PRACTICAL LIFE
Where Learning Begins
The Primary student’s journey begins in the Practical Life area, which serves as the foundation of the Montessori classroom. The activities in this area are often familiar and inviting to the child and tend to mirror some of those adults regularly engage in at home. In Practical Life, Montessori children strengthen necessary fine motor skills by working with their hands (and fingers) to complete various lessons that grow increasingly difficult over time.
What are Practical Life skills?
Practical: adjective
- of or relating to practice or action
- of, relating to, or concerned with ordinary activities
- adapted or designed for actual use; useful
The Practical Life area is host to some of the classroom’s most appealing lessons for young children. It helps us learn how to engage in life’s most basic activities in a purposeful way.

The purpose and aim of Practical Life activities is to help children develop order, concentration, coordination, and independence: skills that will follow them through their work in the rest of the classroom and life beyond.
It is in the Practical Life area that children take their first steps toward independence and becoming more fully functional members of society at large. As a parent, you should expect your child to start trying to do things “all by myself” and without adult-aid or interference.
Practical Life activities should not be overlooked or underestimated and should instead be taken very seriously. The child learns to work with patience in the Practical Life area, and even with reverence. For the adult, it is important to realize that this is “work” and should be respected as such. Where adults usually chose the most efficient and quickest way to do something, a child seeks to perfect skills and master activity. The child’s purpose is not so much to complete the task as it is to construct a sense of self. Teachers acknowledge the effort and take pleasure in the child’s achievements: “Oh, it is nice to have such a clean table.” “What a clean and shiny mirror!” “You must have worked very hard on this.”
Many argue that the most important work in the Montessori preschool may be a child’s Practical Life activities.

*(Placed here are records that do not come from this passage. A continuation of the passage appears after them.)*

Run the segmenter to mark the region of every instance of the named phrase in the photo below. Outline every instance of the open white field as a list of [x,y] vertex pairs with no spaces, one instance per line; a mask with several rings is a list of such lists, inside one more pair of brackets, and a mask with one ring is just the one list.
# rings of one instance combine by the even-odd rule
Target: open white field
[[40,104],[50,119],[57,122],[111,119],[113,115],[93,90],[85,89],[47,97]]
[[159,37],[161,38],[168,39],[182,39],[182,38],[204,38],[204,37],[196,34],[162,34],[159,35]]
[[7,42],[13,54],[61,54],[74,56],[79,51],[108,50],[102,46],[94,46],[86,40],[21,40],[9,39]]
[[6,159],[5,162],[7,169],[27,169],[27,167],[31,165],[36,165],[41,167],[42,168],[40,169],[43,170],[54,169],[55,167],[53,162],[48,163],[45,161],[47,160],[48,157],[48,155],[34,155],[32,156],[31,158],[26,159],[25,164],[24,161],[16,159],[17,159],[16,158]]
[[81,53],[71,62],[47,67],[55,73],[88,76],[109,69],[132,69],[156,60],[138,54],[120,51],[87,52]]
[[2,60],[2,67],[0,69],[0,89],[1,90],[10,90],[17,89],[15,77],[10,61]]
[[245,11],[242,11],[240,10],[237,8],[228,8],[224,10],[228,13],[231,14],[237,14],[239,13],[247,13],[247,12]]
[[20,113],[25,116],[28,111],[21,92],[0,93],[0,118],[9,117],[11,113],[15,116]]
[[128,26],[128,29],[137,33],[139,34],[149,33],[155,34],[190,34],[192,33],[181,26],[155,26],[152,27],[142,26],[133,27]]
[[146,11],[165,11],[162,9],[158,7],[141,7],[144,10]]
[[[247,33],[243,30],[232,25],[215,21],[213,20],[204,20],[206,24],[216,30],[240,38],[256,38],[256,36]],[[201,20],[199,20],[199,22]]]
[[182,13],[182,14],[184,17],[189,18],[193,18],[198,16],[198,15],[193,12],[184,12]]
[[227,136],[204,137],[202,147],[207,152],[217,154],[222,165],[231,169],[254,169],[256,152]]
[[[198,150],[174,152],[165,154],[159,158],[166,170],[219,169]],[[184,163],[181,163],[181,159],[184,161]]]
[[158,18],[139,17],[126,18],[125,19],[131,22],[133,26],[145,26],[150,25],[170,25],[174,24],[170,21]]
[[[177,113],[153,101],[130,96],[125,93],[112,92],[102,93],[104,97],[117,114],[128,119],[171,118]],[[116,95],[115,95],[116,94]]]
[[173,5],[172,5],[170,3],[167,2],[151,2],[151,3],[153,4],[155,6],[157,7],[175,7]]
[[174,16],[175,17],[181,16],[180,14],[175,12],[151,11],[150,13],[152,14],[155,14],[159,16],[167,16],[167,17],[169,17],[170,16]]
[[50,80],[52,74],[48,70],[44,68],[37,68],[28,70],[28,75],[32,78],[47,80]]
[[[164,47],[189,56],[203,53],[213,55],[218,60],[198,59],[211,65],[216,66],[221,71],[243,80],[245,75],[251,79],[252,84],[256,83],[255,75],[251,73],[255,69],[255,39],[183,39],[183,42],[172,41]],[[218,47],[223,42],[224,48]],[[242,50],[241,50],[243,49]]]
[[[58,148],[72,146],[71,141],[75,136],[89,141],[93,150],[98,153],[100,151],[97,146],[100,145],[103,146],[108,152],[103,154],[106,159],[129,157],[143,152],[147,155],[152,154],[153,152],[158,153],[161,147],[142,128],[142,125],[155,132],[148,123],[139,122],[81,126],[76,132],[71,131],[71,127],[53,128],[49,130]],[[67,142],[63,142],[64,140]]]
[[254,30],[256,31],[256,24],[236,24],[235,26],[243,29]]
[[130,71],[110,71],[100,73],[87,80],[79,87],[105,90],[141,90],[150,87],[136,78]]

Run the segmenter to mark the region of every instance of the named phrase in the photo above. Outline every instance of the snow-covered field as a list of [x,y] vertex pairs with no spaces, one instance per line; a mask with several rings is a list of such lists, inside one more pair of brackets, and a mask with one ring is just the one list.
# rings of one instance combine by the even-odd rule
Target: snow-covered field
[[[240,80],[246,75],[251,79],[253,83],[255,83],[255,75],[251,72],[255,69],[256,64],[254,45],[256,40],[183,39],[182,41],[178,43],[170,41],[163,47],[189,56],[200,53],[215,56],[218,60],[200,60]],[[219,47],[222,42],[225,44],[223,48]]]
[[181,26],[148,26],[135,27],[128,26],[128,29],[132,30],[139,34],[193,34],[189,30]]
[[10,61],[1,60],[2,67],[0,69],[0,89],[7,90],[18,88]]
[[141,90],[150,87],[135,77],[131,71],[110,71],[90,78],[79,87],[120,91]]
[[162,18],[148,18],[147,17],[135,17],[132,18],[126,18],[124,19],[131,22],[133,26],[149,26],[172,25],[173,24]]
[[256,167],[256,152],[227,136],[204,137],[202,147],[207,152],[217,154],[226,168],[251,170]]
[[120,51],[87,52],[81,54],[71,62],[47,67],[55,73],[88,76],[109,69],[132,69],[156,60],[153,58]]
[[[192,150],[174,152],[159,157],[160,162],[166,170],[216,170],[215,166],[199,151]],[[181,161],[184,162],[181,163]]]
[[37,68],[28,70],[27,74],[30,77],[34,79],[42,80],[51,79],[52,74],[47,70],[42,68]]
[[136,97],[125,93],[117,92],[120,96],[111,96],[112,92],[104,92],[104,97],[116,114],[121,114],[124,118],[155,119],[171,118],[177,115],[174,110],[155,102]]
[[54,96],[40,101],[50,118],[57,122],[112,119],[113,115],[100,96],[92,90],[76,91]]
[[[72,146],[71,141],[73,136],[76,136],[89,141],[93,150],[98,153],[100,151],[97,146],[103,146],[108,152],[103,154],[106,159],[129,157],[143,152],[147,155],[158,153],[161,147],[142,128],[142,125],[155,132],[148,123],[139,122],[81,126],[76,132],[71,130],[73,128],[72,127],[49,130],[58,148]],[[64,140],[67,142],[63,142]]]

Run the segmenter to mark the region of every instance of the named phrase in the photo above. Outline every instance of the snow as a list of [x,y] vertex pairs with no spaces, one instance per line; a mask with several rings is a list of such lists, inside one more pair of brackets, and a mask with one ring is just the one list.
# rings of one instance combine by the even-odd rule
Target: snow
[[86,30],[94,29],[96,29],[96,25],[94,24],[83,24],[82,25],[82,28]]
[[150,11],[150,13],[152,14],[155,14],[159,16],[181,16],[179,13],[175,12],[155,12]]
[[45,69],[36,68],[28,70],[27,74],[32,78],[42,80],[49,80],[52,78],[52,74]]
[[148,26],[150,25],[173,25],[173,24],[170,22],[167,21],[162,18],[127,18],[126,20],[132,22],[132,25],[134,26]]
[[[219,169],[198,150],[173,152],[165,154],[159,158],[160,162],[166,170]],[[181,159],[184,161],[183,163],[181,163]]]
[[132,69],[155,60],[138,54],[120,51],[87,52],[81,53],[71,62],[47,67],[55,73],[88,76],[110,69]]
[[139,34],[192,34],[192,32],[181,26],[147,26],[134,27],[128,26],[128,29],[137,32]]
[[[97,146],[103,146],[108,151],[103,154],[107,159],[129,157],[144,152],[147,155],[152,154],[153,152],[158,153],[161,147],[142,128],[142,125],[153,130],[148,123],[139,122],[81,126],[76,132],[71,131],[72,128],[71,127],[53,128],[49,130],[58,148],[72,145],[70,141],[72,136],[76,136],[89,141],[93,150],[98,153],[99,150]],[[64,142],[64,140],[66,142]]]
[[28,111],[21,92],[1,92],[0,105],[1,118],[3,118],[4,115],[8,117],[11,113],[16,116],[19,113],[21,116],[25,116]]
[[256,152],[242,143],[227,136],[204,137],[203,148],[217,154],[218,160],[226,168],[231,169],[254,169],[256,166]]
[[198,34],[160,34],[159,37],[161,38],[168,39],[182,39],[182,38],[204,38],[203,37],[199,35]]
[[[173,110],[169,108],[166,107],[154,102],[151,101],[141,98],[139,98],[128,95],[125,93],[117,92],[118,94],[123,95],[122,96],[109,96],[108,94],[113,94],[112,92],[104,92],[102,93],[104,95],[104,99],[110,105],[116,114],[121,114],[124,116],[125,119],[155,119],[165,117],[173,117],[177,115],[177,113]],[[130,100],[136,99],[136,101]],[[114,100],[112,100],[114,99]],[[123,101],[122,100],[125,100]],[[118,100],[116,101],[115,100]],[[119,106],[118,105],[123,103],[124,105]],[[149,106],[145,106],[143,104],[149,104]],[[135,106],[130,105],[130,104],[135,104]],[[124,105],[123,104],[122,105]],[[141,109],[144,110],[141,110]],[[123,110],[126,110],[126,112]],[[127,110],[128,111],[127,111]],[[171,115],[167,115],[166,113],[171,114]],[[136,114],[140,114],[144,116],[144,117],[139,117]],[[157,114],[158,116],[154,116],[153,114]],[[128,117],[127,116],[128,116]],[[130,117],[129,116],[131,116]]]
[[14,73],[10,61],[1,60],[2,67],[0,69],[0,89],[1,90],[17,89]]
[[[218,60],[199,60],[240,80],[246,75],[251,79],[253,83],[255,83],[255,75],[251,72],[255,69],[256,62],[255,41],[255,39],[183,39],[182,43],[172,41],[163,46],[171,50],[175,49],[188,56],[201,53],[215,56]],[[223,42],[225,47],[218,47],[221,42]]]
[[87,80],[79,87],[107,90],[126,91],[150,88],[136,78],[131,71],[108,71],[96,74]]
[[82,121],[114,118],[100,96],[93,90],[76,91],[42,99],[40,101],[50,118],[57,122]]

Where Parents who are unfamiliar with Montessori education may feel that these activities are a waste of time (“Why is my child learning how to wash dishes when they should be learning how to do something more academic, like math?”), Teachers will argue otherwise. Math, reading, and language all require one to have the ability to focus, to be able to complete a task with logical and sequential steps, to concentrate, to make intelligent choices, and to see a task from start to finish. This is precisely the intent of the Practical Life activities. Through this work, children learn to go about their work calmly, with intent, and to take pleasure and satisfaction from their efforts.


Practical Life activities can be categorized into four different groups: Preliminary Activities, Care of Self, Care of the Environment, and Grace and Courtesy.
- Preliminary Activities – These activities provide the foundation and set the stage for all works in the Montessori classroom. These include tasks such as how to roll and unroll a mat, how to walk around a mat, how to sharpen a pencil, how to carry a chair, and walking on the line.
- Care of Self – These activities provide the means for children to become physically independent. These include such activities as how to wash hands, how to brush teeth, how to pack a lunch, how to pack an overnight bag, and how to tie shoes.
- Care of the Environment – These activities may include how to set the table, how to clean dishes and cutlery, how to sweep the floor, how to dust the shelves, how to water the plants, and how to clean up spills.
- Grace and Courtesy – These activities are not found on the shelves. Rather, it is the Montessori Directress who introduces social graces and courtesies through everyday interaction. She guides the child in how to shake hands; say “Please” and “Thank You;” get someone’s attention; cough and sneeze; and be caring, kind, and respectful to others.

Because Practical Life Exercises are meant to resemble everyday activities, the area is filled with materials that are familiar, real, breakable, and functional. Children will find shelves with trays designed for spooning, transferring, pouring, cleaning, and other common, day-to-day activities.